The Greater Bay Area plan, unveiled this week, would link Hong Kong, Macau and nine other cities in southern China.
The project aims to foster growth in the world's second largest economy by developing technology and innovation, boosting infrastructure and increasing financial links between the cities.
Some say China is trying to create an innovation cluster to rival the likes of Silicon Valley.
The Greater Bay Area region is already very important to China.
It is home to about 70 million people, produces 37% of the country's exports and 12% of its gross domestic product, according to HSBC.

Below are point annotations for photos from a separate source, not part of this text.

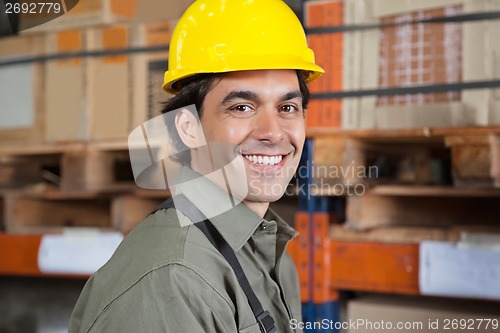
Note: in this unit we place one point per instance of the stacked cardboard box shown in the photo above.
(148, 70)
(21, 91)
(64, 88)
(78, 14)
(110, 94)
(420, 54)
(329, 55)
(408, 314)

China hopes closer integration of the region's cities can boost that output further.
What is the plan?
The plan aims to develop technology, deepen links between financial systems and infrastructure, while securing quality of life.
Some of the infrastructure projects are already under way.
Chinese President Xi Jinping last year officially opened a bridge connecting Hong Kong to Macau and the mainland Chinese city of Zhuhai - the world's longest sea crossing bridge - as part of China's plan to connect Greater Bay Area.
The blueprint lays out strategic visions for the major cities in the region to become hubs in different sectors, reports say.
Hong Kong would strengthen its status as a finance and trade hub, Shenzhen - home to Chinese telecoms giant Huawei - would consolidate as a tech hub, while Macau would focus on tourism and trade with the Portuguese-speaking world.
- Grappling with China's growing power
- China opens longest sea-crossing bridge
- Should we worry about Huawei?
- How China hopes to redefine 'Made in China' - BBC News
"If you think about the cities that are included in the Greater Bay Area... they are complementary to each other," says Albert Hu, associate professor at the National University of Singapore.
Prof Hu says it "makes a lot of sense to try to improve connectivity between these cities".
"If all these things could be implemented, I think the area would be more productive than the sum of the individual cities."
The plan also highlights the central government's goal of improving innovation capacity in the region, developing modern services and promoting offshore business, says Yue Su, China economist at the Economist Intelligence Unit.
But Ms Su says the "vagueness" of the 11-chapter document "suggests that officials will struggle to realise the initiative's goals".
What are the potential challenges?
The whole region stands to benefit from a more integrated market with easier movement of people and resources, analysts say.
For Hong Kong, greater integration could boost its role as a global trade and financial centre.
It could even ease demand on its red-hot housing market, if it encourages and makes it easier for Hong Kong citizens to move to the mainland.
But closer economic integration could be challenging for a region with different customs, legal systems and public services, they say.
"An enormous amount of red tape related to transport, customs, immigration will need to be cut to make it actually easy to move people, goods and money between these areas," says Martin Chorzempa, research fellow at the Peterson Institute for International Economics in Washington.
The plan has also sparked some concern about the "one country, two systems" framework which gives Hong Kong a high degree of freedom in political, economic and legal matters.
"Hong Kong's prosperity is founded on global recognition of its autonomy from China," Ms Su says.
"A potential growing influence of the central Chinese government over the territory is likely to bring concerns to Hong Kong's major trade partners."
Can it really rival Silicon Valley?
The apparent focus on technology and innovation has drawn comparisons between the Greater Bay Area and California's Silicon Valley.
But analysts say the region has a long way to go to compete with the US tech hub, if that is indeed its aim.
"China tech firms are only worth about a third as much as America's. They also generate relatively little revenue abroad," Ms Su says.
Others say the comparison is ill-conceived, or amounts to comparing apples and oranges.
"It's not comparable," says Adam Xu, partner at global strategy consulting firm OC&C in Shanghai.
"The biggest difference is this development is very planned or guided, while the other is very market-driven," Mr Xu says.
"The aim of the plan is to grow the regional economy rather than competing with Silicon Valley per se."